Let go of that white-knuckled grip and the friction disappears. Resistant energy turns into creative energy. The people who do great work are rarely chasing the finish line with clenched fists—they're the ones who fall, almost stubbornly, in love with the process itself.
I see this in my own life constantly. When I step onto a football pitch just to play, I move freely, I score more, and the whole game feels effortless. That's flow. There are exceptions—a high-stakes match where the pressure itself sharpens you into something fierce. "Diamonds are made under pressure" is real. But that kind of fuel burns hot and runs out fast. If you're playing the long game, bet on flow.
So how do you actually practice this, without it collapsing into hollow self-help?
For me it came down to treating my own mind the way I treat the machines I build.

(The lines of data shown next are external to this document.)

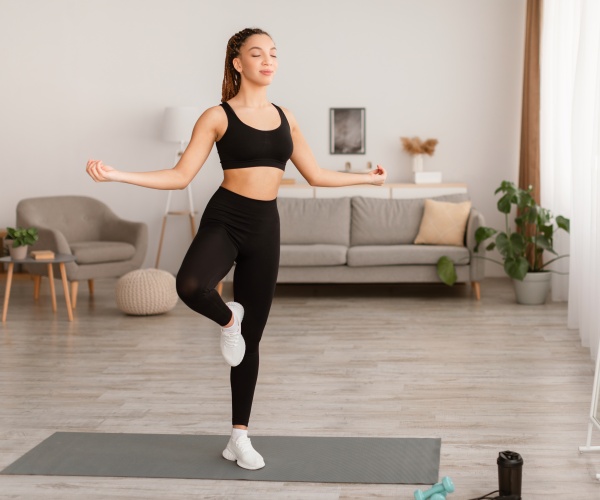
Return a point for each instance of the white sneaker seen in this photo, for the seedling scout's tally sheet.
(242, 452)
(233, 346)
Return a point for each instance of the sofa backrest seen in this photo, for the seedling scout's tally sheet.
(390, 222)
(314, 220)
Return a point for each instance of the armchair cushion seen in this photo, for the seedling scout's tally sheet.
(94, 252)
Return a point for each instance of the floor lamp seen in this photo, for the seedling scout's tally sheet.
(178, 123)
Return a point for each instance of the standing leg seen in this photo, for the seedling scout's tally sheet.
(254, 286)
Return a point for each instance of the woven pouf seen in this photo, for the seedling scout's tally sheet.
(146, 291)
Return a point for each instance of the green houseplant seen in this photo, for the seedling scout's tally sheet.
(21, 239)
(521, 249)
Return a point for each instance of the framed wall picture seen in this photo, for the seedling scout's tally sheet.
(347, 131)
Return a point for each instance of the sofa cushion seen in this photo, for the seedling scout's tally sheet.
(314, 220)
(94, 252)
(313, 255)
(390, 222)
(391, 255)
(443, 223)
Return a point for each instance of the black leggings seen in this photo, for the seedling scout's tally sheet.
(245, 231)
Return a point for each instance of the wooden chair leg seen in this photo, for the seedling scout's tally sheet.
(74, 289)
(37, 279)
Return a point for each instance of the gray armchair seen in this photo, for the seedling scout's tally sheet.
(104, 245)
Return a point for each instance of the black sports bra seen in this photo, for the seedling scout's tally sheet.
(243, 146)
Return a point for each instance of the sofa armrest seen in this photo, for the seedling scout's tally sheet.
(477, 263)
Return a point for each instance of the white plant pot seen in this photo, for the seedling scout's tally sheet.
(18, 253)
(418, 163)
(533, 290)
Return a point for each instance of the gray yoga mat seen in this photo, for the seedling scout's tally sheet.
(311, 459)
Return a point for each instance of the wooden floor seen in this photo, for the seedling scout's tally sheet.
(424, 361)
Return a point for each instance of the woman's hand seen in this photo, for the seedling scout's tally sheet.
(377, 176)
(101, 172)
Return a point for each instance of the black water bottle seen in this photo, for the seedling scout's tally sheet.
(510, 473)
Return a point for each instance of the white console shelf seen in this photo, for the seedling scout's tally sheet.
(388, 191)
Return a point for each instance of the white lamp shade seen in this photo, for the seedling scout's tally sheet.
(179, 122)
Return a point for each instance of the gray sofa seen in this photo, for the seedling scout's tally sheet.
(367, 240)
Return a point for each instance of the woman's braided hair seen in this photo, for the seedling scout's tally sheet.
(232, 79)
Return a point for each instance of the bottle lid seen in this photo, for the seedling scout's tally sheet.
(509, 459)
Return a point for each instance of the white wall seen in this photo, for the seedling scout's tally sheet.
(90, 79)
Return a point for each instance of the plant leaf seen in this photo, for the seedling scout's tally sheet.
(563, 223)
(446, 270)
(504, 203)
(483, 233)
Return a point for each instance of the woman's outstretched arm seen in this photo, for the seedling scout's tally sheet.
(305, 162)
(203, 137)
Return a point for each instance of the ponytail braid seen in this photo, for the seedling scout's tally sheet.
(232, 78)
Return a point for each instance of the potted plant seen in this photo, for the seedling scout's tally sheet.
(521, 249)
(21, 239)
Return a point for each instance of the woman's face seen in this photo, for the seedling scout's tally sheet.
(257, 61)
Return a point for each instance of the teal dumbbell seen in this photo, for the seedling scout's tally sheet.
(437, 491)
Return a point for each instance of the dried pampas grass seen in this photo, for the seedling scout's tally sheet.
(415, 146)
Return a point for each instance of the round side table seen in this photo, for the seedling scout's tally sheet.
(59, 259)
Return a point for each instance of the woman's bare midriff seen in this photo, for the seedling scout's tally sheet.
(259, 183)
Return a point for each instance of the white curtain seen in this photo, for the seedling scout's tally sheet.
(570, 152)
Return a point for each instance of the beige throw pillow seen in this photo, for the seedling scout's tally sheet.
(443, 223)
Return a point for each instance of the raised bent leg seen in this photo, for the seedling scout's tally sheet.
(209, 258)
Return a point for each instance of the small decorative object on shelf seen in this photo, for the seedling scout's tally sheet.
(42, 254)
(417, 148)
(21, 239)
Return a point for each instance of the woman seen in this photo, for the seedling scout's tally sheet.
(240, 224)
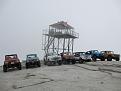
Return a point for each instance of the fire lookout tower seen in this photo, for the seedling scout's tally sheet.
(59, 38)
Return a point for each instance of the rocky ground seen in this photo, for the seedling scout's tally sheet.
(91, 76)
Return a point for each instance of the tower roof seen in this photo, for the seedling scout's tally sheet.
(61, 25)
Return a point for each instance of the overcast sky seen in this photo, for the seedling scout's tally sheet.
(21, 22)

A few weeks ago I was in the studio past midnight, programming a robotic arm, and the two servos in its shoulder kept fighting each other—grinding, stalling, overheating under load. I was so locked onto getting the thing to work that I kept brute-forcing the same block of code, gripping the problem tighter, while the hardware quietly tore itself apart in front of me.
I solved it the moment I stopped trying to.
Not because I relaxed into some Zen state, but because my frustration had welded me to one bad assumption. The second I stepped back, the real fix was obvious: each motor just needed its own starting point, its own offset, so they could cooperate instead of compete.
We do the exact same thing to ourselves. We lock onto an outcome—an internship, a flawless project, the shape of our whole future—and when the system resists, we just try to force more current through the wires. Our motors fight each other. We burn ourselves out.
The next time you catch yourself white-knuckling something, pause. Step back and read the error logs. Strip away the ego, and adjust the offsets. The goal was never to stop caring.
The goal is to get out of your own way.